Carmen Thompson (Diitiidaht/Kyuquot/Coast Salish), 46, has lived and breathed costume design for the last 15 years. Her given name by her uncle is Tl’aakwaa (Nuu-chah-nulth), meaning copper. Copper is a versatile, malleable material with high electrical conductivity, twisted into jewellery, coins, and metal alloys. Copper is a trace dietary mineral, it lives in our bones, and seems to be everywhere else. Thompson’s career embodies malleability. She has played a vital role in the complex visual language of costume on multiple full feature films, commercials, award shows, television, theatre, and opera. Her father, Art Thompson, was a prominent Victoria artist working in carving and painting. She was trained in fashion design at the Fashion Institute of Design & Merchandising (FIDM) in Los Angeles, and mentored in costume design by costume designer Warden Neil. She knew it was time to leave L.A. when she turned down a costume design job for a Rihanna music video, and made the decision to return to stake her claim in the Pacific Northwest. Her roots are now firmly planted in her community on Vancouver Island.

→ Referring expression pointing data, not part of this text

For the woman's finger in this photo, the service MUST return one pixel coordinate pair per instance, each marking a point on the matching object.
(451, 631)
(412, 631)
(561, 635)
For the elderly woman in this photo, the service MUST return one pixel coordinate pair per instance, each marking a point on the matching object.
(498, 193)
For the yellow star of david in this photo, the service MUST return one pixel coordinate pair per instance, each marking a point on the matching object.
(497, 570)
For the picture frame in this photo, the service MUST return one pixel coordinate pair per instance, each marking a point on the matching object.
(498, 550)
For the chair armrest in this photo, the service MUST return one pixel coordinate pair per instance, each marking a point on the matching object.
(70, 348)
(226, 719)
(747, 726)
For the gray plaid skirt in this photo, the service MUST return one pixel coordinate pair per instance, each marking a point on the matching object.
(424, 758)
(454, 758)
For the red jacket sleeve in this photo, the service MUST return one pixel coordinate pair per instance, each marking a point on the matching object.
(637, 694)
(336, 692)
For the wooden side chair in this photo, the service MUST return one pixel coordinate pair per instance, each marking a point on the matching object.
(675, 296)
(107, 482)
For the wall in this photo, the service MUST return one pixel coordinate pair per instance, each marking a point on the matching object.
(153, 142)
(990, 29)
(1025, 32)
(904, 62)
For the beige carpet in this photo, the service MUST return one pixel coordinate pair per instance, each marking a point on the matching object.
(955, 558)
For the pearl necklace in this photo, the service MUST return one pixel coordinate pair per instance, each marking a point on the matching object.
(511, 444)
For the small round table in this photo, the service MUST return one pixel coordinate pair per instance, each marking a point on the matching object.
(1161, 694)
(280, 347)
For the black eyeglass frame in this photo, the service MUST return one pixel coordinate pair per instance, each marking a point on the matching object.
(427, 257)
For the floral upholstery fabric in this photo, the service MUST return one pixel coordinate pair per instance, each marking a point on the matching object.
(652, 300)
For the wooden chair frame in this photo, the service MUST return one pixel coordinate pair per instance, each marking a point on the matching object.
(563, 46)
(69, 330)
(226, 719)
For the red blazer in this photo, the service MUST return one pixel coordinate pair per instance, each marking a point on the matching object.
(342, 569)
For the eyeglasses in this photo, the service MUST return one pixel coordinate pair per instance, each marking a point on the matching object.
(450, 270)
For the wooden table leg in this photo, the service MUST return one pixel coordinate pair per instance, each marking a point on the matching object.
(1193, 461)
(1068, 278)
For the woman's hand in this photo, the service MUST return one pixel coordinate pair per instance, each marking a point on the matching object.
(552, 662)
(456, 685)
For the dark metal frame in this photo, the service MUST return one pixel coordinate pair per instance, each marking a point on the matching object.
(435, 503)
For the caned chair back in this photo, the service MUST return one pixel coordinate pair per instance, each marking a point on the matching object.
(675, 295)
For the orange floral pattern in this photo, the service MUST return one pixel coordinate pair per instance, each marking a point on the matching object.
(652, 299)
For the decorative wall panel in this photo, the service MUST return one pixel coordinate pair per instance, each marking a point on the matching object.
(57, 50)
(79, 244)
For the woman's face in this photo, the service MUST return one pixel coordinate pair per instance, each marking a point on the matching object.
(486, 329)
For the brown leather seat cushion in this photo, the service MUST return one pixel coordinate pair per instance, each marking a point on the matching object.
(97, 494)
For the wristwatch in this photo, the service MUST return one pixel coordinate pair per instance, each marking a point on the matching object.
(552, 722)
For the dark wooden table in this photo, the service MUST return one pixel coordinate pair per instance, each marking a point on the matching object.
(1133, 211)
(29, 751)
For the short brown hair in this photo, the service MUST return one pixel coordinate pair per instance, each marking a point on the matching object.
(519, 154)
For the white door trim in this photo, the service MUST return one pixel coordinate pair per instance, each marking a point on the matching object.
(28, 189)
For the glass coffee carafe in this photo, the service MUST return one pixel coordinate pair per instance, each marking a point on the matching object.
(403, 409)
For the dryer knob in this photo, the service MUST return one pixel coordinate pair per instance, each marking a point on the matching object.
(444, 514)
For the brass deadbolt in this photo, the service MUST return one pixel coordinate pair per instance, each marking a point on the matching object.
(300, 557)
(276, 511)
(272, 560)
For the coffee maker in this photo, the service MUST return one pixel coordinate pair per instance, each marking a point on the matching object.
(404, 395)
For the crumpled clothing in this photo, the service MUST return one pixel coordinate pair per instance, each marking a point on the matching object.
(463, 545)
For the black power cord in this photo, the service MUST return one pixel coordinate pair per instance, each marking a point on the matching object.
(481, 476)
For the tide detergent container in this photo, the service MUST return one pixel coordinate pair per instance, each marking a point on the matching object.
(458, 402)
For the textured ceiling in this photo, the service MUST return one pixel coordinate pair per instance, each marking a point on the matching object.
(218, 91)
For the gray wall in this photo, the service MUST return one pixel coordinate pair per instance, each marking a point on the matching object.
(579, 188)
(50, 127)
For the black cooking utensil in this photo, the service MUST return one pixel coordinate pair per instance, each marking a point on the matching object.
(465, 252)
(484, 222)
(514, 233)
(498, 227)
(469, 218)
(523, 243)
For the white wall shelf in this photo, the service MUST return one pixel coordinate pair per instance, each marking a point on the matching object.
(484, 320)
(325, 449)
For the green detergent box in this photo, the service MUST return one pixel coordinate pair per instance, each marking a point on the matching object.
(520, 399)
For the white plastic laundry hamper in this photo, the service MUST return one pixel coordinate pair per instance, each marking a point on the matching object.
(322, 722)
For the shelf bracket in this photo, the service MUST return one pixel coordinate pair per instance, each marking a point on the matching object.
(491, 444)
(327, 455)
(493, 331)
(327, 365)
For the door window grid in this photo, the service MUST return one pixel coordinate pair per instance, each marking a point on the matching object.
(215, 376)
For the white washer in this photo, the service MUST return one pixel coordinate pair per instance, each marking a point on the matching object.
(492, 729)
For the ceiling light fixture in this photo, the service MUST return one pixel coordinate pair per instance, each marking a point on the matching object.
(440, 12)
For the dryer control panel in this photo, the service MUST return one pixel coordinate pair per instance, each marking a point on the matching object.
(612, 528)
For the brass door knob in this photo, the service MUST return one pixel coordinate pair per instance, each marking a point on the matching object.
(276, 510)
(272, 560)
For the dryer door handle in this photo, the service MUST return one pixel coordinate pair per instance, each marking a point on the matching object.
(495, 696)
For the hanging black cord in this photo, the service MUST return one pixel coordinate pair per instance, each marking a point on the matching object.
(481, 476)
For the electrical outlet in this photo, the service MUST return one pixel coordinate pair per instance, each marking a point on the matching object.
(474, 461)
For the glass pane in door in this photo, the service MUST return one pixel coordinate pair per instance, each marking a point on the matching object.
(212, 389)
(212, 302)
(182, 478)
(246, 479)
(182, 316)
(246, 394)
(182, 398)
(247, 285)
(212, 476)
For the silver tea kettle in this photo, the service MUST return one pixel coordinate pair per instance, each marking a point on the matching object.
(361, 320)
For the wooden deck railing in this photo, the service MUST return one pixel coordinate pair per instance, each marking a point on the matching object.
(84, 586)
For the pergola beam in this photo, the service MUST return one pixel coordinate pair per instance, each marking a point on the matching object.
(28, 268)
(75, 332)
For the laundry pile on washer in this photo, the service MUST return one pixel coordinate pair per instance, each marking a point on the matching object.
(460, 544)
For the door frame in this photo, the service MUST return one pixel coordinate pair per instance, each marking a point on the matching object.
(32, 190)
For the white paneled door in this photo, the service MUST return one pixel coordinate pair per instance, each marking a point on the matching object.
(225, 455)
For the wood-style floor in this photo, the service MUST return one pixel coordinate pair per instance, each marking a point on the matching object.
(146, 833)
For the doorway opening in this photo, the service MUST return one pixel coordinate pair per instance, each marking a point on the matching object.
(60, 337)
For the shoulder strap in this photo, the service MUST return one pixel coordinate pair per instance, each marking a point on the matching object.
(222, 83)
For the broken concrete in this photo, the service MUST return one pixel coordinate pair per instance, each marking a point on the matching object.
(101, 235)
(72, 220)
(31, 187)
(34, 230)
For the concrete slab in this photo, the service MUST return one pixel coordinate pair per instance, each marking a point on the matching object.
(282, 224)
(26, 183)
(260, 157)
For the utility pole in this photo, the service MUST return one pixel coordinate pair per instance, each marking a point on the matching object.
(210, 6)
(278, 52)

On a day so windy I thought the tree we were sitting under could collapse, Thompson admits to me she would have started designing much earlier in her life if she knew it was an option. Today, she speaks at elementary schools in local communities—a beacon of hope for young Indigenous kids that you can “make it” internationally and come home an emboldened artist if you wish to do so. At our interview, Thompson seems to be overflowing with energy. She arrives to our meeting with a pitch package for Netflix, her car is typically packed to the brim with materials, and she weaves in and out of stories from her past. The day after our interview, she is setting off to the mainland of British Columbia for her next project, COVID hardly slowing her down. The last 15 years have certainly been prolific—she can tell me exactly which Hallmark producer prefers pearls on all styled outfits, she has popped in for costume work for The X-Files, toured with Jamie Foxx, and has signed on as costume designer for her fourth feature film in two years (Kiri and the Dead Girl, in pre-production).
A semester into my master’s degree in fashion, I grew disillusioned by an industry that has colonized what fashion is known as today. Fashion was not created in the haute couture showrooms of Paris, or by a small group of European designers privileging white, thin bodies. Hand-made clothing has been part of most cultures pre-dating the industrial revolution. I shifted my research toward the study of costume design instead, a field much less constrained and hardly connected to the luxury fashion industry, but one still burdened by similar problems. In particular, it is a deeply white-dominated space.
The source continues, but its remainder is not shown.